Special Public Defender Alzora Jackson said she had been studying the faces of the jury as they listened to the prosecutors closing argument and wondered if "this jury has already made up its mind."

Jackson said she had an "awful feeling" the jury, as several studies have found, decided in the "first day or so" what the fate of Johnson would be.

She said because Johnson's mother was a drug addict, alcoholic, mentally retarded woman who cared more about getting high than Johnson's needs and his father was a "monstrous man" who would beat her and Johnson, her client never had a chance.

"He's been serving a life sentence since the day he was born," Jackson said. "Let him go to Ely (state prison) and just finish that sentence."

Jackson said although she wishes the lives of the four young men were not taken, "you can't give them (the victims' families) back what is taken."

She continued on about how the victims all came from loving families and "had very good upbringings," but even "with all that the love all that upbringing they (the victims) still turned into drug dealers and drug users."

Jackson asked the jury to consider that since Johnson had no love, no one to care for him while he was growing up, "what kind of chance do you think he had?"

The special public defender said she has never tried to excuse Johnson for the murders he committed, but instead simply tried to show that "despite all of this he is still a person."

She referenced professional football player Pat Tillman, who gave up millions of dollars in the NFL to serve his country in Iraq, only to be killed, in arguing that killing Johnson to atone for the murders he committed dishonored Tillman's deeds.

"He (Tillman) gave his life for something bigger than revenge," Jackson said. "Did Pat Tillman die for Donte Johnson, too, or just for those who live in Summerlin?"

Jackson asked for the jurors to show Johnson mercy, saying although they might hate what Johnson did, "people who need mercy are the people we hate."

As Jackson concluded, she recalled watching television with a friend and their 5-year-old son when Saddam Hussein was being captured by U.S. soldiers in Iraq. She said while Hussein was getting a physical exam, the boy asked "why are they helping him, why don't they just kill him?"

His father turned to the son and said, "Son, that's what we do."

Jackson urged the jury to follow that mindset and said "don't kill my client."

Johnson's previous criminal history includes convictions for robbery, stealing a car, armed bank robbery, and battery with use of a deadly weapon for the shooting of a man he sold drugs to in Las Vegas.
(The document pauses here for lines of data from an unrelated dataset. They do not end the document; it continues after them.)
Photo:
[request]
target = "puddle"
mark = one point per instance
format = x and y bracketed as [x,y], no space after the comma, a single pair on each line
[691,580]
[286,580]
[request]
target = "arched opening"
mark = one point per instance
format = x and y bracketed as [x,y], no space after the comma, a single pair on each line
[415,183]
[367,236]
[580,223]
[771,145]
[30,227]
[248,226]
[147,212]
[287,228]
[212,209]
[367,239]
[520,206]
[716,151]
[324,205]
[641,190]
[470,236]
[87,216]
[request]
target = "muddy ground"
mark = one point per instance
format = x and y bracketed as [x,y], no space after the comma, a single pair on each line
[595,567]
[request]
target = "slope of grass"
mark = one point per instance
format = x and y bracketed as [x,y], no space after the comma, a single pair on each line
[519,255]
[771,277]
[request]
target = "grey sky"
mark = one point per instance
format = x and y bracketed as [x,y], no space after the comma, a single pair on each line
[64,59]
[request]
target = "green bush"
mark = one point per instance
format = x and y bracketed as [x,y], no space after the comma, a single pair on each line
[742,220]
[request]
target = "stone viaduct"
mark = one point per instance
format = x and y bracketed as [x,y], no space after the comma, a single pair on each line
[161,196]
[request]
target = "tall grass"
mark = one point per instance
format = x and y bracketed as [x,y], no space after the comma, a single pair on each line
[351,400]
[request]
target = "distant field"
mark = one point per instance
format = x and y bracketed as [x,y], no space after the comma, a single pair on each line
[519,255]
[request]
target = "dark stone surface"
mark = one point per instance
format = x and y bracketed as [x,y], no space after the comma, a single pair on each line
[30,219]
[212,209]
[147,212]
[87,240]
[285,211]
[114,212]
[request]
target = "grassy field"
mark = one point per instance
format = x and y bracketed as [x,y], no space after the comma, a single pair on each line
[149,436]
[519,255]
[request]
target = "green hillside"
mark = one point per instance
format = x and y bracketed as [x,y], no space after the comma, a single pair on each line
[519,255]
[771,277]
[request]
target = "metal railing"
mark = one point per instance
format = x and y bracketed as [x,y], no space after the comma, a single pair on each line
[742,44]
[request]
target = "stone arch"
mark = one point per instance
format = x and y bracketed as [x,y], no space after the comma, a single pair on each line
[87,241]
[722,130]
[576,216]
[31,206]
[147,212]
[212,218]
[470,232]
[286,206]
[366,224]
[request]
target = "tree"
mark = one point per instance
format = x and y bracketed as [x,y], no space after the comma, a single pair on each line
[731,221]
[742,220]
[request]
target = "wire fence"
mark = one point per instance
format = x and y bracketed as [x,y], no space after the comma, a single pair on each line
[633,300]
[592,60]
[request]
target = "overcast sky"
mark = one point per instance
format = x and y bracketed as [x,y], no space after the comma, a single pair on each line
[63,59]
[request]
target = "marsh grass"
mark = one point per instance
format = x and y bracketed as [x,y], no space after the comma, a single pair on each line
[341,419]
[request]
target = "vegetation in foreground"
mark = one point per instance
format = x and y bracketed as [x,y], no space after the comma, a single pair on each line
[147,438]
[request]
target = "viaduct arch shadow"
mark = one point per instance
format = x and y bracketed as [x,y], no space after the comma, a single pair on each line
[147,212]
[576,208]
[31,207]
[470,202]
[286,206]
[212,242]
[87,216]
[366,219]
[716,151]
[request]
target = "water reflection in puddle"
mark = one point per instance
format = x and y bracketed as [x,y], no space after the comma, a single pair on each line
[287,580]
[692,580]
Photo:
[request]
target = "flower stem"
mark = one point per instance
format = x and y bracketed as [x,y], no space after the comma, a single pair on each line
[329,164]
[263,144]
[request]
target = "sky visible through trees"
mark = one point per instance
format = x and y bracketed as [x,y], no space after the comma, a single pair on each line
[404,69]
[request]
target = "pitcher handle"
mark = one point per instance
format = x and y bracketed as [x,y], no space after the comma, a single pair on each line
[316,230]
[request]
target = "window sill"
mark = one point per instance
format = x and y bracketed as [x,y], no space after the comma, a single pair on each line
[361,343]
That man was left a quadriplegic and died years later as a result of the shooting.

Prosecutors also alleged at the penalty phase that Johnson helped another inmate throw a convicted sex offender off a second-floor balcony at the Clark County Detention Center and also punched another inmate in the face.

Johnson previously had been sentenced to death by a three-judge panel for the murders of the four people. But now his fate is being reconsidered as a result of a U.S. Supreme Court decision that said only juries can levy the death penalty in such cases.

The jury began deliberations Wednesday afternoon, but opted to go home at roughly 8:00 p.m. They are expected to resume deliberations this morning to determine whether to sentence Johnson to death, life in prison without the possibility of parole, life with the possibility of parole or a set term of 40 to 100 years.